Three of the retail plazas are anchored by Sobeys bannered grocery stores. The freestanding locations include a Lawton's, Future Shop and Mountain Equipment Co-op and two are adjacent to locations owned by Crombie.

"Crombie will enhance its geographic diversification as the acquisition portfolio is located approximately 50 per cent in Atlantic Canada, and 25 per cent each in Ontario and Quebec," the company said in a news release.

The purchase price is approximately $62 million, excluding closing and transaction costs, and represents an effective capitalization rate of 8.16 per cent.

"Empire is in the process of obtaining mortgage financing for certain of the properties of an amount anticipated to approximate $30.4 million, which will be assumed by Crombie at closing," the company said.

The remaining amount of the purchase price is intended to be financed by Crombie by drawing on its revolving credit facility.

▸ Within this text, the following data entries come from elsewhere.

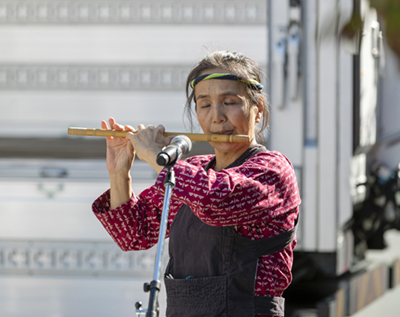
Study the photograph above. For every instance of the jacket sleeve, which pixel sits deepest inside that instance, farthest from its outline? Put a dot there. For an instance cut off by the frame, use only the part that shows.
(134, 225)
(263, 188)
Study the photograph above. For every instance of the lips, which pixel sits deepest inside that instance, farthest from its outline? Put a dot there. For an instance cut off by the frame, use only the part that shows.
(223, 132)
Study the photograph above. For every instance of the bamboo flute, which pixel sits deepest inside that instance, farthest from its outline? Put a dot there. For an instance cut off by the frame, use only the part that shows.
(192, 136)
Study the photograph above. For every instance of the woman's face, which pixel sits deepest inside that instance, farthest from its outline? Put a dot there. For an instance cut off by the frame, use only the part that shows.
(223, 107)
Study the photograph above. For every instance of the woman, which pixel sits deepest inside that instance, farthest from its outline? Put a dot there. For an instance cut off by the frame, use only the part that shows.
(232, 216)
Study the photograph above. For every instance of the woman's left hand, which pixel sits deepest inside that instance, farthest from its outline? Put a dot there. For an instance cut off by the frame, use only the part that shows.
(148, 142)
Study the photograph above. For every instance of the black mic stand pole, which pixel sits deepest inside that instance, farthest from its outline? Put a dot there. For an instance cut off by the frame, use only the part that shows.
(155, 285)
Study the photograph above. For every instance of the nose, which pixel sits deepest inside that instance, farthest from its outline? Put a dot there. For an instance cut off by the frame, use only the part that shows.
(218, 114)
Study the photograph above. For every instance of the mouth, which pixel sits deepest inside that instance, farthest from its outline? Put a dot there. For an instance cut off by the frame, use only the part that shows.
(223, 132)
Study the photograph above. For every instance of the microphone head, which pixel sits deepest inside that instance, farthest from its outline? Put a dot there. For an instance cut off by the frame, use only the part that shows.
(184, 141)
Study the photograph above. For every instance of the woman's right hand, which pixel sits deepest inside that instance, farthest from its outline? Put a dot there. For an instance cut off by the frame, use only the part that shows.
(120, 152)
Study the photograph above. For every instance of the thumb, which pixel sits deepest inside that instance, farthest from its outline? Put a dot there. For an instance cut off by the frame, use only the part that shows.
(168, 139)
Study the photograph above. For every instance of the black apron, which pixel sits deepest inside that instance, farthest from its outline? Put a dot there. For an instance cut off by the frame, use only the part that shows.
(212, 270)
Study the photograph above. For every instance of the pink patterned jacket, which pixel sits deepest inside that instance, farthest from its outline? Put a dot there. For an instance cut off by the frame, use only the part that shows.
(260, 199)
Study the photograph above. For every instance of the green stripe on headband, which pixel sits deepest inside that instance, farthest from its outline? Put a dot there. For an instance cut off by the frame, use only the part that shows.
(251, 82)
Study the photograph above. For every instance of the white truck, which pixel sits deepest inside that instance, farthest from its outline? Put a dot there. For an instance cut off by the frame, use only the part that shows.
(335, 113)
(334, 108)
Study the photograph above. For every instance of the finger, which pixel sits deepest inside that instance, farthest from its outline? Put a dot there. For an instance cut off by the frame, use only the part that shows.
(161, 128)
(168, 139)
(111, 121)
(129, 128)
(104, 125)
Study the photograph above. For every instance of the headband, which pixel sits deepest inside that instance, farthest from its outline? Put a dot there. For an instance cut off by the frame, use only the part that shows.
(253, 83)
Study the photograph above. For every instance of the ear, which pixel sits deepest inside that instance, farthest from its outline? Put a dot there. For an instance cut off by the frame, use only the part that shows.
(259, 110)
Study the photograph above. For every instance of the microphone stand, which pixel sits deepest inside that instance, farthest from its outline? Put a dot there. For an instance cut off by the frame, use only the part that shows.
(154, 286)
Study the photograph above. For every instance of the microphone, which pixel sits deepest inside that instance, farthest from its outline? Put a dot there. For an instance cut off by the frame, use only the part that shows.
(180, 145)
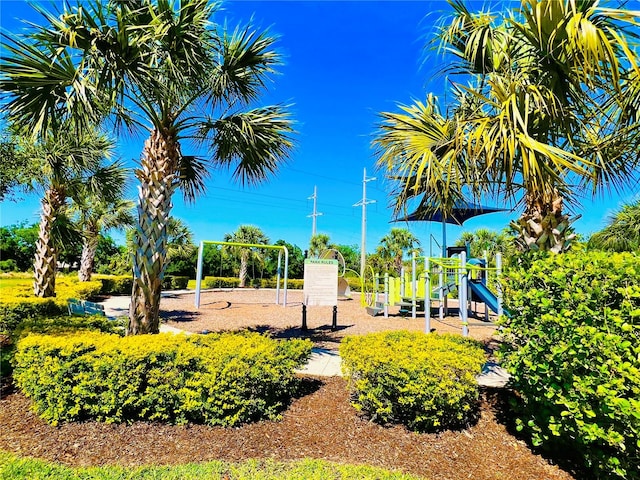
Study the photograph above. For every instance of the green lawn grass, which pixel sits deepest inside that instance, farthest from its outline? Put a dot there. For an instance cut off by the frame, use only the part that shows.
(13, 467)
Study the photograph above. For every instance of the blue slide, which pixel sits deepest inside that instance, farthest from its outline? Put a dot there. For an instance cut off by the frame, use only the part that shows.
(485, 295)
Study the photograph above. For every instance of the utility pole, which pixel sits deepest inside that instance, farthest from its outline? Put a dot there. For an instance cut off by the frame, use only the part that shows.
(364, 202)
(315, 212)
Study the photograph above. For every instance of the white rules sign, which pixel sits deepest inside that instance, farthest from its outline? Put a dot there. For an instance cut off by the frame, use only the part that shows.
(320, 282)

Closing of the acquisition is expected to occur in stages over the next six months as due diligence and mortgage financing are finalized.

"We are extremely pleased to announce this acquisition which, together with our other acquisitions from Empire, reflects the sustainable competitive advantage that Crombie enjoys through our relationship with Empire and its development pipeline along with reflecting our confidence in the strength of our business," president and chief executive Donald Clow said in a statement.

Empire, which also owns Sobeys, Canada's second-largest supermarket chain, sold 61 properties to Crombie in April 2008 through Sobey Leased Properties.

Crombie's third-quarter loss of $1 million or three cents a unit compared with a profit of $2.6 million or nine cents in the comparable 2008 quarter.

Revenue from property in both periods was about $51 million.

Funds from operations, a widely used measure of performance by publicly traded real estate investment trusts, totalled $8.9 million or 15 cents per unit in the quarter, down from $19.2 million or 37 cents in the year-ago period.

"The decrease of $10.3 million was due to the impact of the $8.1-million settlement of an ineffective interest rate swap agreement during the quarter as previously disclosed and a write-off of deferred financing charges of $1.8 million," the company said.

Crombie units were up 13 cents at $10.50 Thursday on the Toronto Stock Exchange, while Empire shares advanced 42 cents to $43.10.